What on-prem load balancing / virtual-ip implementation did you use?

@ml2,

In my case the Openstack don’t release the IP’s dinamically associated to the instances until I ask for that or terminate the instance.

I use the Terraform to create all the basic of my Openstack deployment and it works like a charm.

Att,

Ml2,

I have had success using metallb (alpha project from Google - https://github.com/google/metallb) for external ip using spec.loadbalancerip. And using external-dns and a subzone in infoblox for external dns (https://github.com/kubernetes-incubator/external-dns). The combination allows me to resolve service clusterIPs externally without needing a wildcard dns. It has been pretty reliable.

@cwade

Would you recommend it for production?

Since there’s no major version?

MetalLB seems like a promising option. Might be sufficiently mature for my use case.

From the site:

MetalLB is being used in several production and non-production clusters, by several people and companies. So far, it appears to be very stable in those deployments, but in the grand scheme of things, MetalLB is still not hugely “battle tested.”
MetalLB, bare metal load-balancer for Kubernetes

@etlweather
I found a thread on the project website that people explain their use case using it.

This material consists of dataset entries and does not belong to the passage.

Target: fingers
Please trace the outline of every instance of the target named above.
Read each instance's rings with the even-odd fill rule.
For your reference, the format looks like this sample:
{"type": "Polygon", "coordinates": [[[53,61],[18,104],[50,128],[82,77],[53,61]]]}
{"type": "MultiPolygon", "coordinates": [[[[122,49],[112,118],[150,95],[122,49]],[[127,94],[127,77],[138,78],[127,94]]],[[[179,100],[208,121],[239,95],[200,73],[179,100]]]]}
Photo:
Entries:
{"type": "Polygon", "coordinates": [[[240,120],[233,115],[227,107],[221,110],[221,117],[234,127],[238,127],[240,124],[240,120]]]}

I’m implementing the Istio plataform. I’m adapting the helm oficial based on example in istio-ingress-tutorial to deploy istio-ingress to each node in a dedicated node pool.

Let us know how it goes!

By the way, if you don’t want the nginx ingress, looks like you can disable it in your cluster by editing your cluster in yaml.

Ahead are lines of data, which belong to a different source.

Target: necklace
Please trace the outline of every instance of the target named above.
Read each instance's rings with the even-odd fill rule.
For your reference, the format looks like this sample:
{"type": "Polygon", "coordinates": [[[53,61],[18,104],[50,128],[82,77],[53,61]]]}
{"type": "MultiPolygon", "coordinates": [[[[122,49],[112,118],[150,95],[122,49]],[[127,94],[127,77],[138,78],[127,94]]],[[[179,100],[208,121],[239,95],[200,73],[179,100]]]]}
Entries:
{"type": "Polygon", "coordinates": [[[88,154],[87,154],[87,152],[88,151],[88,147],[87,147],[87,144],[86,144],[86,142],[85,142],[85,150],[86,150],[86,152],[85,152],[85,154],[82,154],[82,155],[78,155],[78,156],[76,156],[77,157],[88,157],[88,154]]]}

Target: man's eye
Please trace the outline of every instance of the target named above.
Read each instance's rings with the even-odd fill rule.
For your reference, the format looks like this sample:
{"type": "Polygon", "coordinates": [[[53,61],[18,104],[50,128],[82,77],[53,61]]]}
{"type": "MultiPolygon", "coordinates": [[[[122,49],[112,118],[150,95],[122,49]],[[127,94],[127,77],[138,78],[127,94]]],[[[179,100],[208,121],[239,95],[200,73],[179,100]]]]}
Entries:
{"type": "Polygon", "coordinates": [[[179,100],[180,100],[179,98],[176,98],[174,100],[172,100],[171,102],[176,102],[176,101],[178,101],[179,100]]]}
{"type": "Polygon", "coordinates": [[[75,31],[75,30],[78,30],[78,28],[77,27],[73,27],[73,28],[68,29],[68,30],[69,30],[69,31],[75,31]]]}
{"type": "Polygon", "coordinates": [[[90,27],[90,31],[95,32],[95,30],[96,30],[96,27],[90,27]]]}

Presumably, you can also specify a node selector so it does not run on every node.

@etlweather, did you make some progress on this topic? (trying metallb, nginx or something else)

I’m back from vacation so I didn’t advance on this on my side.

Do you have some useful conclusion so that I can start to build something from there?

@amioranza, did some user started to use your setup? Is it working fine?
Thanks

@ml2 I have been continuing my research / testing.

Ingress

I tried 3 forms of ingress / load balancers: the default NGINX Ingress, Ambassador and Traefik.

In the end, I had the best experience with the default NGINX Ingress. Using the documentation, I was able to add configuration to it and resolve the defects I was running into.

Specifically, the main problem I ran into overall is that if I killed a worker node, it took 5 minutes for Kubernetes to officially consider the node broken. During that time, traffic was being sent to the broken node and would just “hang”. NGINX would continue to send traffic and would wait 30 seconds or something like that before returning a 503. This was unacceptable. This is what pushed me to look at other options - the lack of a circuit breaker. And also because I had a few requirements that I was trying to meet such as:

  • Restricting which network can access an HTTP resource
  • Exposing non-HTTP services
  • A desire to possibly use rate-limiting features
  • Monitoring of the Ingress
  • Sticky sessions (optionally)

Maybe some more but these are the key things I was looking for and at the outset, I didn’t see were available in the Ingress provided by Rancher.

Circuit breaker

This is the main feature I tested all 3 Ingresses against because that is what made the switch to Rancher 2.0 not possible. Right now, If a node goes down, Rancher 1.6 load balancer with HA Proxy detects that the node is down and stops sending traffic to it. HAProxy does health checks against the containers.

In Rancher 2.0 / Kubernetes, the health checks you define on a pod are executed by the Kubernetes controller, running on the same host as the container. Which while it has values such as detecting if the container is ready to receive traffic (readiness probe) and if it is still alive (so as to restart it), it has no value in providing a nice experience to your end users and keeping your service uptime. Your service is factually unavailable if the users get 30s waits and then get a 503, every X requests (X being the number of different hosts running your pod).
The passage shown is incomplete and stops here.